Open Daniel-Mietchen opened 4 years ago
X might as well be - perhaps with some pre-processing to enhance performance and avoid copyright issues - something else than suggested above, e.g.
I took the "Extraction" query from https://tools.wmflabs.org/ordia/text-to-lexemes and combined it with the title word extraction query from https://www.wikidata.org/wiki/Wikidata:University_of_Virginia/Listeria/UVa_people/Common_words_in_titles_of_UVA-coauthored_publications_without_P921_(main_subject)_statement .

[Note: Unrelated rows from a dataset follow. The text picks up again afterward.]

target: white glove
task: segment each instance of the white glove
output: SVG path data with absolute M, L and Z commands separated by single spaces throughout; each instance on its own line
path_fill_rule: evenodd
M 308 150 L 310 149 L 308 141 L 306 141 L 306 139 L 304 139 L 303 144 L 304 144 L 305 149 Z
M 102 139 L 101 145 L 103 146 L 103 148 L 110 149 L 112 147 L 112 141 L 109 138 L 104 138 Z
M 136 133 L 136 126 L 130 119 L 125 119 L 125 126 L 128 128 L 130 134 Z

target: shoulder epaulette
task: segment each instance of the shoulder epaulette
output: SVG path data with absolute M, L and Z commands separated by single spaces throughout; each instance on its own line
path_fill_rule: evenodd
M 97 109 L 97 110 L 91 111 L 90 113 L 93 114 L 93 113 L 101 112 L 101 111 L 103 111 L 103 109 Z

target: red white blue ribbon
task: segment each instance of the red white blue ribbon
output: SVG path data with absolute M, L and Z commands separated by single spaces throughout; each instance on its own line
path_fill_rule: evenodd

I could not get the lexeme part to work yet, but the basic parts of the pipeline work with this query:
SELECT DISTINCT
?word ?wordUrl
?form ?formLabel
?lexeme ?lexemeLabel
?lexical_category ?lexical_categoryLabel
(GROUP_CONCAT(DISTINCT ?featureLabel; separator=" // ") AS ?features)
?sense ?senseLabel
(IRI(CONCAT("https://commons.wikimedia.org/w/index.php?title=Special:Redirect/file&width=100&wpvalue=",
SUBSTR(STR(SAMPLE(?images)), 52))) AS ?sense_image)
WHERE {
{
SELECT DISTINCT ?x ?title WHERE {
?x wdt:P921 wd:Q202864 ;
wdt:P1476 ?title.
FILTER(STRLEN(?title) >= 6)
}
LIMIT 100
}
BIND(LCASE(?title) AS ?ltitle)
BIND(REPLACE(?ltitle, "^.*?(\\b\\w{6,}\\b).*$", "$1") AS ?w1)

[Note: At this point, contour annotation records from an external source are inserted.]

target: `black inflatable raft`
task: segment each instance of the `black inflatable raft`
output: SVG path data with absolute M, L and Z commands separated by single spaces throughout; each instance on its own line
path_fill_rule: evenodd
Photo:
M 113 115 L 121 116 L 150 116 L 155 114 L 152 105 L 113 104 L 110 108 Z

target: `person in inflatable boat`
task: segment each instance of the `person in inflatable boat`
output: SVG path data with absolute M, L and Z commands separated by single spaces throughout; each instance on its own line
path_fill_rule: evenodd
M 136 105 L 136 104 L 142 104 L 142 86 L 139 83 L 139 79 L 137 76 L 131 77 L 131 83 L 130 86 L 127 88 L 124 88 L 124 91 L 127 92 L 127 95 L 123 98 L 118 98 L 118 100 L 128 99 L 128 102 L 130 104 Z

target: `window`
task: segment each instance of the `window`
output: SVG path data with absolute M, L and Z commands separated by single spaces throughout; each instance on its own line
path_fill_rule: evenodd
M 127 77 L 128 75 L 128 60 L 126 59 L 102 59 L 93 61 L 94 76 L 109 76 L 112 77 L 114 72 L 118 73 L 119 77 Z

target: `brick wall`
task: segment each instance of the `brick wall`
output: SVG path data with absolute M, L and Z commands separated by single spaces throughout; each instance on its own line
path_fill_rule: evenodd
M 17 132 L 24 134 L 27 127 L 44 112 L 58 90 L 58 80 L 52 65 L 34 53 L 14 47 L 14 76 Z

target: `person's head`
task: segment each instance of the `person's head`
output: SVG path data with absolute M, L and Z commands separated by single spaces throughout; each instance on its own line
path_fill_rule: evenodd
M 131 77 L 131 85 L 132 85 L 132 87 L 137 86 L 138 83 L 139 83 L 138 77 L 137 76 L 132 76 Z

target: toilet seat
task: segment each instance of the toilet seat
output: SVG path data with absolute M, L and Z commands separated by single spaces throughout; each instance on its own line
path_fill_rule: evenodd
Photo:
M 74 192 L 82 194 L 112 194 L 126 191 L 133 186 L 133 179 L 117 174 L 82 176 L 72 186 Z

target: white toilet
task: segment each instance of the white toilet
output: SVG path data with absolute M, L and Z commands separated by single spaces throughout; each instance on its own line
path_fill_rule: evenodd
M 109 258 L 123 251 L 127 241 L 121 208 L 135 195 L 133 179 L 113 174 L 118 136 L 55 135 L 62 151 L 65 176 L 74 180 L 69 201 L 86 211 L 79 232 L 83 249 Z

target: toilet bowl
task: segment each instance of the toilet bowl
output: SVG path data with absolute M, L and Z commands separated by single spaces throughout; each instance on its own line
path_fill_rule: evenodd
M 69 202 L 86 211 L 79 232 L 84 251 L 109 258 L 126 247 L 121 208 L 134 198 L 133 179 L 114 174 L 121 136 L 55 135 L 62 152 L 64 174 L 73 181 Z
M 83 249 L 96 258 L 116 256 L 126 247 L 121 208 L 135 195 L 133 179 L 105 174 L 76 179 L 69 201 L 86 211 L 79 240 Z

BIND(REPLACE(STRAFTER(?ltitle, ?w1), "^.*?(\\b\\w{6,}\\b).*$", "$1") AS ?w2)
BIND(REPLACE(STRAFTER(?ltitle, ?w2), "^.*?(\\b\\w{6,}\\b).*$", "$1") AS ?w3)
VALUES ?w_ { 1 2 3 }
BIND(IF(?w_ = 1, ?w1, IF(?w_ = 2, ?w2, ?w3)) AS ?word)
FILTER(REGEX(?word, "^\\w+$")) # since ?w may evaluate to an empty string, e.g. for one-word titles
FILTER (LANG(?word) = "en")
OPTIONAL {
?form ontolex:representation ?word .
OPTIONAL {
?form wikibase:grammaticalFeature ?feature .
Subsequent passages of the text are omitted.